Fast mag es scheinen, als sei das der tiefere Sinn der Erzählung von der Himmelfahrt: der Sohn Gottes muss vor unseren Augen aufgehoben werden, aus unseren Augen verschwinden, damit wir uns wieder der Erde zuwenden, nicht auf den Himmel und aller Himmel Kräfte warten, sondern ihn ziehen lassen, damit wir hier sehen, wie er unter uns und in uns und mit uns wirkt und lebt. Loslassen, damit Neues anfangen kann.
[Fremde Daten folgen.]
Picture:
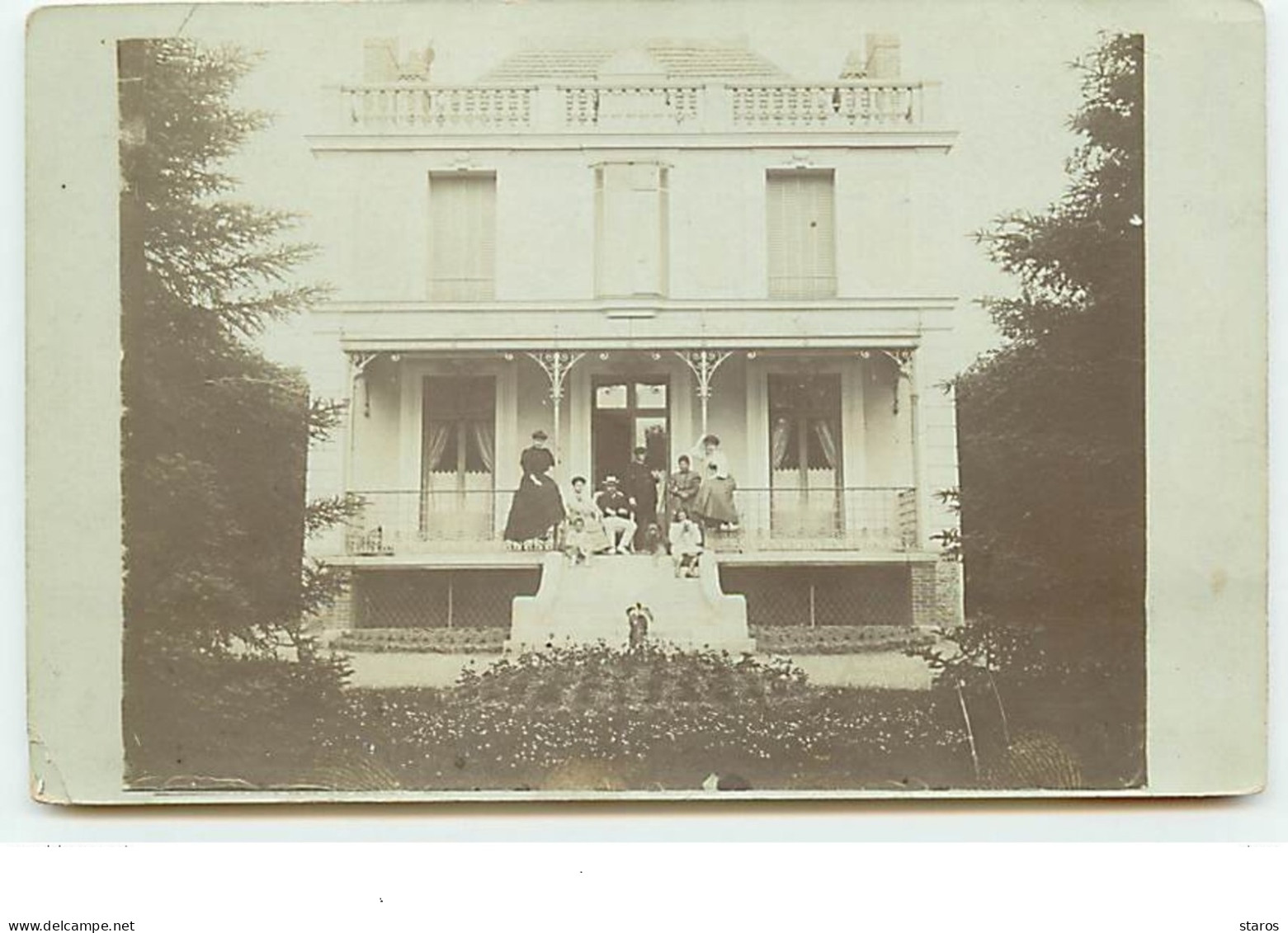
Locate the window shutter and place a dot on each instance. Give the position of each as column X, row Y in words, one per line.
column 631, row 220
column 463, row 237
column 801, row 248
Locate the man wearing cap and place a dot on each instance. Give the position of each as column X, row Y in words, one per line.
column 619, row 516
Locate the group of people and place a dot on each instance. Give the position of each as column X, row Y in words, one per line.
column 627, row 514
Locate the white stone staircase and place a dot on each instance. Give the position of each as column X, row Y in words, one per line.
column 583, row 605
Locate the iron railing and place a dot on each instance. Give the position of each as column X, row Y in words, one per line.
column 651, row 107
column 771, row 519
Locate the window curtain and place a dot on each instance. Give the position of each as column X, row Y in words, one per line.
column 826, row 441
column 484, row 439
column 436, row 434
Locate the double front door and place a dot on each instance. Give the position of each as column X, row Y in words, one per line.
column 805, row 470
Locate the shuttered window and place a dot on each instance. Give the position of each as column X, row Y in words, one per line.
column 631, row 229
column 801, row 234
column 461, row 237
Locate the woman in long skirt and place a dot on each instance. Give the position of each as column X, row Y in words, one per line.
column 537, row 505
column 714, row 502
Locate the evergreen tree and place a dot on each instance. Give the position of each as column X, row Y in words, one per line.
column 1051, row 425
column 214, row 436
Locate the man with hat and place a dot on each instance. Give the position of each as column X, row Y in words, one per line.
column 619, row 516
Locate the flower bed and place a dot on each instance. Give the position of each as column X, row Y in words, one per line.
column 425, row 640
column 828, row 640
column 653, row 719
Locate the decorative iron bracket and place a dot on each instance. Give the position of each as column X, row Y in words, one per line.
column 704, row 365
column 902, row 360
column 358, row 363
column 555, row 365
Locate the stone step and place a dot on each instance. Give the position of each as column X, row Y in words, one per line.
column 587, row 604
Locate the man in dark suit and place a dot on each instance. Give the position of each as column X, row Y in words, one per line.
column 640, row 488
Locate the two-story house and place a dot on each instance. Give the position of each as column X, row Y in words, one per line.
column 636, row 247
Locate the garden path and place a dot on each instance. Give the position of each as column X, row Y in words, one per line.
column 876, row 669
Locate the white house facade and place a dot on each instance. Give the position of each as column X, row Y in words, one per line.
column 638, row 247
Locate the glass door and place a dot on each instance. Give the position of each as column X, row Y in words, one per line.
column 805, row 456
column 630, row 412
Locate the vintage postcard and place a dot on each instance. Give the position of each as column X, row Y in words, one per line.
column 705, row 400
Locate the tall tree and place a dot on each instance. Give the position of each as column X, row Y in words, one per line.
column 214, row 436
column 1051, row 425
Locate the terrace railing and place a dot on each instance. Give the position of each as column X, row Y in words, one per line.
column 771, row 519
column 652, row 107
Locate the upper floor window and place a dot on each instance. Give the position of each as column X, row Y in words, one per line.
column 461, row 236
column 801, row 233
column 631, row 228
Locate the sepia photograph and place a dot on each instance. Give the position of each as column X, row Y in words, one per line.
column 631, row 399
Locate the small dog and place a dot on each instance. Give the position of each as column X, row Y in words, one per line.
column 639, row 618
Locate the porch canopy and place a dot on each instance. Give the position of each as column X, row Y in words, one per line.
column 823, row 438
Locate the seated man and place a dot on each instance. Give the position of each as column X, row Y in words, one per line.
column 578, row 544
column 619, row 516
column 686, row 544
column 581, row 505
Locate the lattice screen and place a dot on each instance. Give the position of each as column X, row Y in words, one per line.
column 433, row 599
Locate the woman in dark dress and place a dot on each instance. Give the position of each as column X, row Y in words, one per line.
column 537, row 505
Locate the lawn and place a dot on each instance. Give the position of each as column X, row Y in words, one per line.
column 594, row 719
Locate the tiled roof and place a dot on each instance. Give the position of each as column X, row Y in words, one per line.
column 677, row 62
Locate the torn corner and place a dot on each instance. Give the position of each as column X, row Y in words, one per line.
column 45, row 781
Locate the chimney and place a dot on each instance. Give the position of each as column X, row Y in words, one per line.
column 883, row 55
column 380, row 61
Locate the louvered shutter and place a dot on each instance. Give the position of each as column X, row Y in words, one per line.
column 801, row 234
column 630, row 229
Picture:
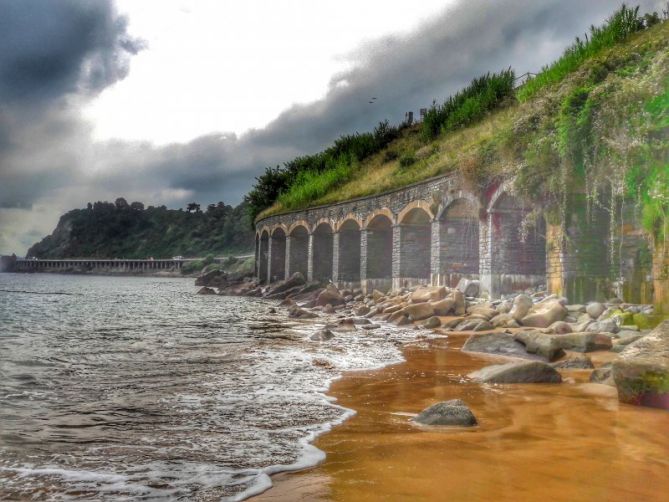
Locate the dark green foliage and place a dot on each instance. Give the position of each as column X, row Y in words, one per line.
column 115, row 230
column 617, row 28
column 297, row 178
column 469, row 105
column 408, row 159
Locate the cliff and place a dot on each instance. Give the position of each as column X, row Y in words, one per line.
column 122, row 230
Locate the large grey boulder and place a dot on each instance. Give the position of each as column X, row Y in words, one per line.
column 552, row 346
column 521, row 306
column 544, row 314
column 595, row 309
column 641, row 372
column 330, row 295
column 453, row 412
column 322, row 335
column 501, row 344
column 538, row 343
column 522, row 372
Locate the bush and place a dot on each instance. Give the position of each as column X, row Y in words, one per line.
column 407, row 160
column 617, row 28
column 469, row 105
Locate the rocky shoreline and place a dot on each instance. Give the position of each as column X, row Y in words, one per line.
column 541, row 333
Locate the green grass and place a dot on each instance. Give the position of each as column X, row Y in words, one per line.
column 618, row 28
column 312, row 185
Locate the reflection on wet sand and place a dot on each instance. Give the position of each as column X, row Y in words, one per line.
column 564, row 442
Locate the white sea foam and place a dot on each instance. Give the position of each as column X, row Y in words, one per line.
column 141, row 402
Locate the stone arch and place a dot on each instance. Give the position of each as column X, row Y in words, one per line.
column 348, row 251
column 415, row 236
column 458, row 240
column 322, row 236
column 517, row 244
column 349, row 217
column 324, row 221
column 298, row 223
column 297, row 249
column 277, row 270
column 411, row 209
column 379, row 212
column 263, row 256
column 379, row 247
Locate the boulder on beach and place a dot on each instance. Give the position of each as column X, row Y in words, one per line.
column 295, row 280
column 544, row 314
column 522, row 372
column 521, row 306
column 541, row 344
column 501, row 344
column 454, row 412
column 641, row 372
column 432, row 322
column 330, row 295
column 418, row 311
column 443, row 307
column 579, row 361
column 595, row 309
column 322, row 335
column 205, row 291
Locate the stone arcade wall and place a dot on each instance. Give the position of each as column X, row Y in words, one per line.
column 436, row 232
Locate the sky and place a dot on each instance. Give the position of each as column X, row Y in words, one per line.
column 173, row 101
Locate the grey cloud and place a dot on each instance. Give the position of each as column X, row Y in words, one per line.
column 87, row 48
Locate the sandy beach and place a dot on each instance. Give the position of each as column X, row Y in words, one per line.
column 561, row 442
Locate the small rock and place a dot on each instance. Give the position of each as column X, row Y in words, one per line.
column 453, row 412
column 595, row 309
column 204, row 290
column 521, row 306
column 432, row 322
column 523, row 372
column 322, row 335
column 574, row 362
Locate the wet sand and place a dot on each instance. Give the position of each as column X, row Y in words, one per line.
column 562, row 442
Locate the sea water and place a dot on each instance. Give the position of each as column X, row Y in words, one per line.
column 136, row 388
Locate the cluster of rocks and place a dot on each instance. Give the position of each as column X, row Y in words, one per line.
column 543, row 333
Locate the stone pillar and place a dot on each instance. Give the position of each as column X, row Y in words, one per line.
column 269, row 260
column 289, row 272
column 363, row 259
column 485, row 255
column 435, row 254
column 397, row 257
column 335, row 257
column 310, row 258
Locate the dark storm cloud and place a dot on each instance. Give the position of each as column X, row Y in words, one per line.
column 53, row 54
column 403, row 72
column 56, row 54
column 53, row 47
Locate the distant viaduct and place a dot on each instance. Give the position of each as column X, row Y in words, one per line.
column 437, row 232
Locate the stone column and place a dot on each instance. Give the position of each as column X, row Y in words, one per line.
column 287, row 265
column 363, row 260
column 269, row 260
column 397, row 257
column 485, row 255
column 310, row 258
column 435, row 254
column 335, row 257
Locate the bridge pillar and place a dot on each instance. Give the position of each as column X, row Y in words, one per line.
column 335, row 257
column 310, row 258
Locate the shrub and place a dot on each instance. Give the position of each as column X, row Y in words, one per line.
column 407, row 160
column 469, row 105
column 617, row 28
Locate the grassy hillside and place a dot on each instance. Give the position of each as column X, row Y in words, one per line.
column 122, row 230
column 596, row 118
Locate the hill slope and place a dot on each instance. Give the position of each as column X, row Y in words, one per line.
column 598, row 123
column 121, row 230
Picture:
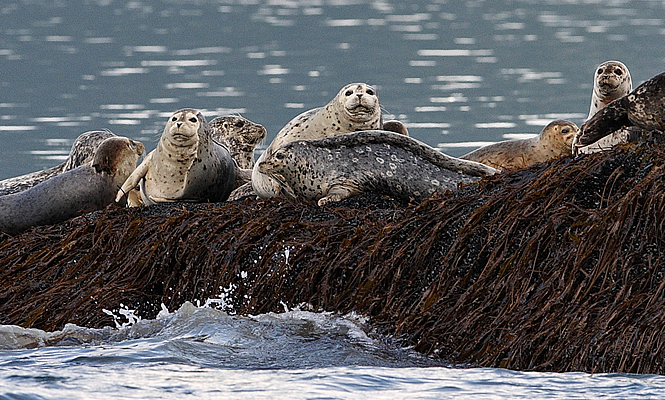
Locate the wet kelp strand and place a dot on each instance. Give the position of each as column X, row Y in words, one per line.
column 555, row 268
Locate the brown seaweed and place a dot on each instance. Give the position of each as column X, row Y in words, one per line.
column 555, row 268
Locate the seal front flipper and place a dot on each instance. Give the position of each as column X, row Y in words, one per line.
column 135, row 177
column 338, row 192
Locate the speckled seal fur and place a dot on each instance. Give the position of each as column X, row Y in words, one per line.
column 239, row 135
column 81, row 152
column 553, row 141
column 187, row 165
column 355, row 108
column 83, row 189
column 342, row 166
column 644, row 108
column 611, row 81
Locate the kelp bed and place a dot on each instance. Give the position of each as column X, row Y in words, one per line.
column 555, row 268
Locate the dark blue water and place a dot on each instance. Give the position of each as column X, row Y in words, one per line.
column 459, row 73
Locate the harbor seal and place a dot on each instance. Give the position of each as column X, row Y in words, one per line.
column 355, row 108
column 187, row 165
column 553, row 141
column 611, row 81
column 338, row 167
column 81, row 152
column 644, row 107
column 239, row 135
column 83, row 189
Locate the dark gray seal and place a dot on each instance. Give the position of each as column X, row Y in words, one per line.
column 644, row 107
column 384, row 162
column 187, row 165
column 82, row 152
column 239, row 135
column 83, row 189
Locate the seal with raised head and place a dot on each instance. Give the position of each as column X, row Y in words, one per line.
column 644, row 108
column 187, row 165
column 553, row 141
column 83, row 189
column 611, row 81
column 355, row 108
column 81, row 152
column 239, row 135
column 384, row 162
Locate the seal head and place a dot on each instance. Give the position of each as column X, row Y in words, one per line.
column 83, row 189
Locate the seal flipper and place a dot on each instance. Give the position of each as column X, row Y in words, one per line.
column 133, row 180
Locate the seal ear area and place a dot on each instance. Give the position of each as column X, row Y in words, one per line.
column 110, row 153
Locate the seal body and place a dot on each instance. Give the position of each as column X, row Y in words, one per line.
column 385, row 162
column 553, row 141
column 81, row 152
column 239, row 135
column 355, row 108
column 611, row 81
column 644, row 108
column 187, row 165
column 83, row 189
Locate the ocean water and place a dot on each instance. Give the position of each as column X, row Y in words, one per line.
column 204, row 353
column 459, row 74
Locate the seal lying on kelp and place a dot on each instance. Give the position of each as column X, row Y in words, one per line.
column 82, row 152
column 644, row 107
column 187, row 165
column 83, row 189
column 553, row 141
column 342, row 166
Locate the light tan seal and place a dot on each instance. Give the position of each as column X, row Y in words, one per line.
column 643, row 108
column 553, row 141
column 83, row 189
column 187, row 165
column 611, row 81
column 338, row 167
column 355, row 108
column 239, row 135
column 81, row 152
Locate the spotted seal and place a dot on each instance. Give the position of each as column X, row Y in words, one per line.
column 355, row 108
column 239, row 135
column 342, row 166
column 83, row 189
column 644, row 108
column 187, row 165
column 553, row 141
column 81, row 152
column 611, row 81
column 395, row 126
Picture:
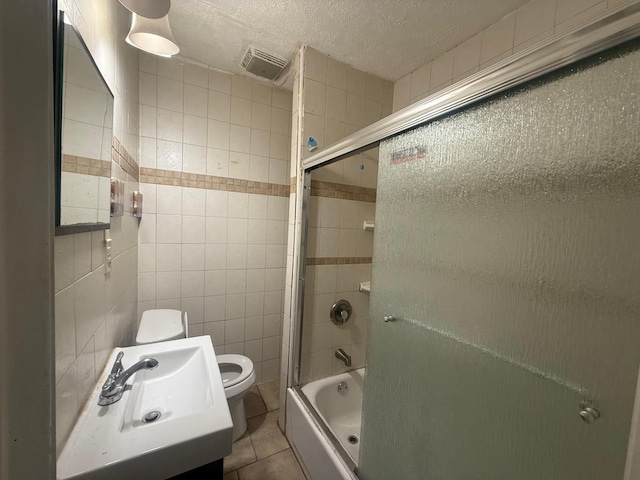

Heute steht der auferstandene Jesus auch an der Seite der Flüchtlinge, die zu Millionen ihre Heimatländer verlassen, die fliehen vor Angst und Schrecken, vor Hass und Gewalt, vor Völkermord und Bürgerkrieg. Er ist an der Seite derer, die ihre Heimat verlassen müssen, weil dort die einzige Perspektive der Tod zu sein scheint. Ist an der Seite derer, die sich mühsam auf Landrouten von Staat zu Staat quälen und sehen doch immer: neue Zäune, die vor ihnen aufgetürmt werden. Und er ist an der Seite der Menschen bei uns, die ihre Herzen und Häuser öffnen für die, die es bis zu uns schaffen. Und er ist bei denen, die den Wenigen hilfreich zur Seite stehen, die schließlich bis zu uns nach Mecklenburg-Vorpommern kommen.
Und – natürlich: er ist auch nahe denen, die Angst haben angesichts der Vielen, die zu uns kommen, Angst um ihre eigene Zukunft, Angst vor Veränderungen des Vertrauten: „In der Welt habt ihr Angst“, sagt Jesus. Klar haben wir Angst, wenn wir sehen all den Terror und die Gewalt. Jesus selbst kennt diese Ängste, geht selbst durch sie hindurch, hat allen Grund dazu. Er hockt sich zu den Ängstlichen, sucht sie zu verstehen. Und sagt dann: der Grund für deine Ängste liegt nicht in den Anderen, den Fremden. Der Grund liegt darin, dass du dich nicht geborgen fühlst, nicht zu Hause fühlst, nicht angesehen, nicht gewürdigt.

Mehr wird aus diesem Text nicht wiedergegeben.